Still, if pressed for time at a particular point, then it shouldnt hurt to be more mechanical occasionally.
***
I also liked to take note of anything that did not "Fit" well, like mistakes. And as I go thru, I would just write down, in parentheses beside the game move, any new Candidates or Ideas that come to mind (this can be a surprisingly inspirational procedure). Then have those to look at after making the current move, or before the next game. And then they are not lost.
*****
}8-)
***
I lost a lot of knowlege & ability since my 7 year Chess vacation. So I'm going to do this again myself; knowing it works.
Shall we both give it a try, & see what can be added to our play in 2006 ? I feel it
would be interesting to note measurable results, whether game-points or rating.
....
Have you considered where you would be without those hasty moves made? I am going to, myself. I'm unhappy with too many games this year. Managed to win one of those; but hope to be Crushed in others to cure my laziness + lack of attention
& book-study.
************
yanm 29 ( +1 | -1 )
ccmcallositer Quote "Shall we both give it a try, & see what can be added to our play in 2006 ? I feel it would be interesting to note measurable results, whether game-points or rating."

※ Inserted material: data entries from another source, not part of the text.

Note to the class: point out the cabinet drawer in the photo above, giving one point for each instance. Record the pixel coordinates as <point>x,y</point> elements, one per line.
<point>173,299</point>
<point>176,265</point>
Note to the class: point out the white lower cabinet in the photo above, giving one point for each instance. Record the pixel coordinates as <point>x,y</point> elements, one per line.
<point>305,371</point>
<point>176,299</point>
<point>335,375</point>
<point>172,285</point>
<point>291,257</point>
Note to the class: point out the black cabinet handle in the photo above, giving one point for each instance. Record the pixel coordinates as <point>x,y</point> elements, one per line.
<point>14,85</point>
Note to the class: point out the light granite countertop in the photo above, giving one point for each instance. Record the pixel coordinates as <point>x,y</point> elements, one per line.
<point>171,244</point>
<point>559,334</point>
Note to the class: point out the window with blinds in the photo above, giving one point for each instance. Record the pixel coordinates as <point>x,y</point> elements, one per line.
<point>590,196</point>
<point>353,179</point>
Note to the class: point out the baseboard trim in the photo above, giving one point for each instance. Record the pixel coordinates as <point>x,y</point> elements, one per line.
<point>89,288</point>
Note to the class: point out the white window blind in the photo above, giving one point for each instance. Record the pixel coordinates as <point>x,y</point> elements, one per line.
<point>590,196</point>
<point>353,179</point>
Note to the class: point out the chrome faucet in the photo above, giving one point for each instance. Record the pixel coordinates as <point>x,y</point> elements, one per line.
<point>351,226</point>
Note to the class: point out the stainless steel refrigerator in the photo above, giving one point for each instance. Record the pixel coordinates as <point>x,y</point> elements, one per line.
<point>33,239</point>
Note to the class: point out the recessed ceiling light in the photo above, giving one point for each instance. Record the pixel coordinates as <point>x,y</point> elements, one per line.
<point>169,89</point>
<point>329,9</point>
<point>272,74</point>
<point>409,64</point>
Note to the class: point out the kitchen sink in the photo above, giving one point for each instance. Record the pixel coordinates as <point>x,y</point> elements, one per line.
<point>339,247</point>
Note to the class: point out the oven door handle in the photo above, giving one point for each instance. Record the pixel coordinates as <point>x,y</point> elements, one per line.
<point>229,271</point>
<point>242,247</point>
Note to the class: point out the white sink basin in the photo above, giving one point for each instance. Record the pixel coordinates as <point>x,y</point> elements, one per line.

Very good suggestion. Lets give a try and see what happens. Fancy a game?

Cheers,

--Yannick
misato 53 ( +1 | -1 )
writing down the move before playing it is forbidden in German OTB, since last year.
It is said not to be a German rule, it comes from a higher organisation (FIDE?).

Lots of players have got used to it (and then they placed their pen carefully over their intended move to hide it from the opponent!).
The only intention I can imagine is to avoid cheating: A friend or club-mate with better knowledge might react in either way depending on the quality of the written move.
But as far as I noticed, nobody cared for that silly rule so far.
wschmidt 69 ( +1 | -1 )
Thoughts about two items in this thread... There's a FIDE rule against taking notes during an OTB game. My understanding is that writing down your move before moving is considered taking a note and thus, against the rule.

With regard to playing through the entire game as an aid to becoming familiar with openings, I've used that method on and off myself and like it very much. However, I make sure to add a note in each GK game at the point where I'm out of book. Only when the game is finished and I've looked over the game with a stronger player or Fritz do I feel comfortable that I want to lock that out-of-book line into my neurons.
ccmcacollister 21 ( +1 | -1 )
I didnt know of the rule change... But I suppose because you can code an entire string of analysis into "writing down a move" ... !?